In the wider adventure tourism sector, regulations have been introduced that make it a legal requirement for a range of adventure operators to be registered with the Ministry of Business, Innovation and Employment (MBIE) and undergo regular external safety audits from November 2014.

TIA, supported by Outdoors New Zealand, has developed a website for adventure and outdoor operators
www.SupportAdventure.co.nz which is designed to be a one-stop-shop for help on safety matters. Launched in May 2012, the site was one of the recommendations from the Adventure Tourism Review and provides a comprehensive collection of safety information for operators.

TIA is also developing a library of Activity Safety Guidelines (ASGs) www.supportadventure.co.nz/activity-safety-guidelines for specific adventure activities. The first three – covering canyoning, caving and indoor rock-climbing – were launched last month.

The ASGs are the first nationally consistent approaches to managing safety in these sectors, drawing on the knowledge of recognised private sector experts in each activity, as well as reflecting international standards. ASGs for a range of other activities including heli-skiing, quad-biking, high wire crossing and abseiling, are under development.

The developments taking place in the adventure and outdoor tourism sector will come under the spotlight on Friday, 10 May, when TIA hosts The Great Adventure at Rydges Wellington.
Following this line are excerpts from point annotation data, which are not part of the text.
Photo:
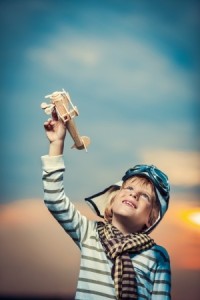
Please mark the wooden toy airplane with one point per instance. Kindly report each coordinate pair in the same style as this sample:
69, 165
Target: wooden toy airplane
66, 111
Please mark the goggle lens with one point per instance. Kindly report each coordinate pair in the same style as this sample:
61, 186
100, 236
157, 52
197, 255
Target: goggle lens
158, 177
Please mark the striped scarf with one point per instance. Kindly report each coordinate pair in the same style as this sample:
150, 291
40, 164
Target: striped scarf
117, 248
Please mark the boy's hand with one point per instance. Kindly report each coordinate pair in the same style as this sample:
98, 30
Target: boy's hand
55, 131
This one-day conference will give adventure and outdoor tourism operators an opportunity to meet as a sector to share their experiences, and contribute to building a strong, unified and prosperous sector.

For more details about the event, go to www.tianz.org.nz/main/The_Great_Adventure

“The adventure sector has fronted up to the need for safety improvements and there is wide-ranging support from operators for the changes that are being made. There are limits to what government regulation can achieve – ultimately it is up to operators to take responsibility to do all they can to prevent accidents,” Mr Snedden says.

“The safety work we are doing in New Zealand is being noted internationally and I’m confident it will keep our adventure sector on the leading edge.”